4 Nov 2021 | Bail commercial

Obligation de délivrance du bailleur : les vices apparus en cours de bail et que le preneur était seul à même de constater ne sauraient engager la responsabilité du bailleur que si, informé de leur survenance, celui-ci n’a pris aucune disposition pour y remédier. 

C’est en ce sens qu’a statué la Cour de cassation dans un arrêt rendu le 13 octobre 2021 (Civ. 3, 13 octobre 2021, n°20-19.278). 

En l’espèce, le 18 décembre 2007, bailleur et preneur concluent un contrat de bail commercial à destination de débit de boissons, restaurant et dancing. 

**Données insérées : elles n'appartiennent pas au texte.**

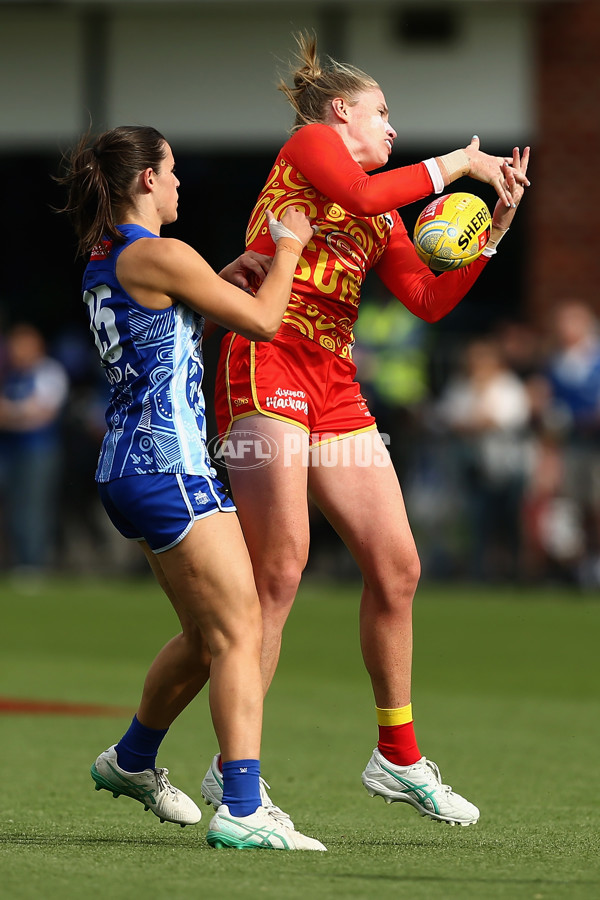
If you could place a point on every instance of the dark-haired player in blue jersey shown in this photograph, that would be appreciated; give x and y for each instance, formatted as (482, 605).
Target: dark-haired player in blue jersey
(147, 297)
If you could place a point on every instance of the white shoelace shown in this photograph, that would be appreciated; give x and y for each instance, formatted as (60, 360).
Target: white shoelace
(163, 782)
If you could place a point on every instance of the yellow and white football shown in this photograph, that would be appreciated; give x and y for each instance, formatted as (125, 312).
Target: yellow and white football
(452, 231)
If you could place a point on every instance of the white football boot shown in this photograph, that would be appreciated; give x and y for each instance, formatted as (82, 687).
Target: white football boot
(259, 831)
(151, 787)
(421, 786)
(212, 791)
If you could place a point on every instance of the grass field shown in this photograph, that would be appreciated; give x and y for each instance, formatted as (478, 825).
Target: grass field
(506, 702)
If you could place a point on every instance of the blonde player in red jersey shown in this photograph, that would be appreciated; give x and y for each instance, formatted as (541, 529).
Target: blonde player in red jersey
(299, 392)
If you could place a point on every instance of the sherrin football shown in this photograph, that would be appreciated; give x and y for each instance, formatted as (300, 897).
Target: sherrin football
(452, 231)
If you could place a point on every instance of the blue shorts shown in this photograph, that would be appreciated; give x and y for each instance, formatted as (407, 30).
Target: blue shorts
(161, 508)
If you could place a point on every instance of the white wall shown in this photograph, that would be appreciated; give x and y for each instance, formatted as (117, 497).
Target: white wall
(204, 73)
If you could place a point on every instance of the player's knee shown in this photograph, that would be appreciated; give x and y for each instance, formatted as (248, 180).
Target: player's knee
(278, 583)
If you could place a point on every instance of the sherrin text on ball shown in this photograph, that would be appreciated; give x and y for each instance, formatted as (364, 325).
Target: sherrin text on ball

En décembre 2014, après avis de la commission de sécurité communale, le maire ordonne la fermeture de l’établissement au public en raison de désordres affectant la charpente de l’immeuble. 

Invoquant un manquement du bailleur à son obligation de délivrance, le preneur assigne le bailleur en résolution judiciaire du bail commercial, en restitution des loyers perçus et en indemnisation de divers préjudices. 

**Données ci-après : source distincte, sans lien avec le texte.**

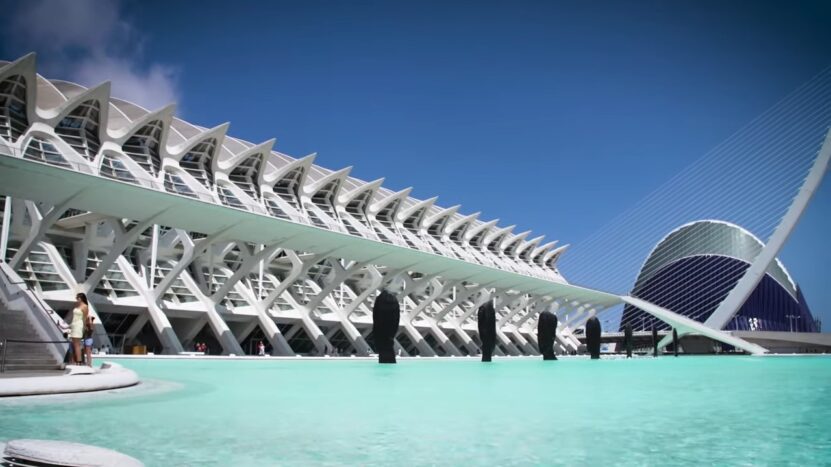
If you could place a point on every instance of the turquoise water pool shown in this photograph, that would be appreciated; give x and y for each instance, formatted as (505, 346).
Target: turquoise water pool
(665, 411)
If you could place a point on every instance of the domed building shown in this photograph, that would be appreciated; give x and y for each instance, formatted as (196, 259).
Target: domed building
(691, 271)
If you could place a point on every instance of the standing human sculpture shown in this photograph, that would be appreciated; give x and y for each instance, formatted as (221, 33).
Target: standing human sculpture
(546, 334)
(386, 315)
(593, 332)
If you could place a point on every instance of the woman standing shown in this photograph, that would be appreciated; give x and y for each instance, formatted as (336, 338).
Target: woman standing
(80, 316)
(89, 331)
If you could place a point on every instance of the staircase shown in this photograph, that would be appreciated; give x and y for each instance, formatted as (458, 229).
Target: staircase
(24, 316)
(20, 356)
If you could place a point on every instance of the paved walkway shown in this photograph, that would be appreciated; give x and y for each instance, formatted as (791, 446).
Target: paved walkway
(74, 379)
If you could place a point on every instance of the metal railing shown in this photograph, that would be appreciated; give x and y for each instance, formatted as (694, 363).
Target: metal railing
(4, 344)
(54, 317)
(207, 195)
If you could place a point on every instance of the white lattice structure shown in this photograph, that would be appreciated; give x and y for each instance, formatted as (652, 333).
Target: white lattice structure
(180, 234)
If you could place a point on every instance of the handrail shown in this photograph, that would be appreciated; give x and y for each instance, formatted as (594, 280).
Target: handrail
(260, 207)
(4, 345)
(52, 313)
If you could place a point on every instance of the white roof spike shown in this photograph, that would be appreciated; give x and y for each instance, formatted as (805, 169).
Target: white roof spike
(26, 67)
(514, 239)
(271, 178)
(464, 220)
(217, 132)
(542, 248)
(228, 165)
(165, 114)
(382, 203)
(553, 253)
(101, 93)
(495, 233)
(475, 230)
(313, 187)
(446, 212)
(371, 186)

La cour d’appel rejette la demande du preneur qui forme alors un pourvoi en cassation. 

La Cour de cassation considère que sans préjudice de l’obligation continue d’entretien de la chose louée, les vices apparus en cours de bail et que le preneur était, par suite des circonstances, seul à même de constater, ne sauraient engager la responsabilité du bailleur que si, informé de leur survenance, celui-ci n’a pris aucune disposition pour y remédier. 

La Cour de cassation relève que : 

  • d’une part, la cour d’appel a souverainement retenu qu’il n’était pas établi que le désordre affectant la charpente existait antérieurement à la conclusion du bail. 
  • d’autre part, elle a constaté que le locataire, averti dès le mois de janvier 2013 d’une difficulté liée à l’état de la charpente, n’en avait informé les bailleurs que le 14 janvier 2015 et que ceux-ci avaient pris alors les dispositions nécessaires pour y remédier mais que le locataire n’avait tenu aucun compte de leur offre de travaux qui auraient été de nature à mettre un terme aux désordres allégués.

La Cour de cassation considère ainsi que la cour d’appel a pu en déduire que les bailleurs n’avaient pas manqué à leur obligation de délivrance pendant l’exécution du bail.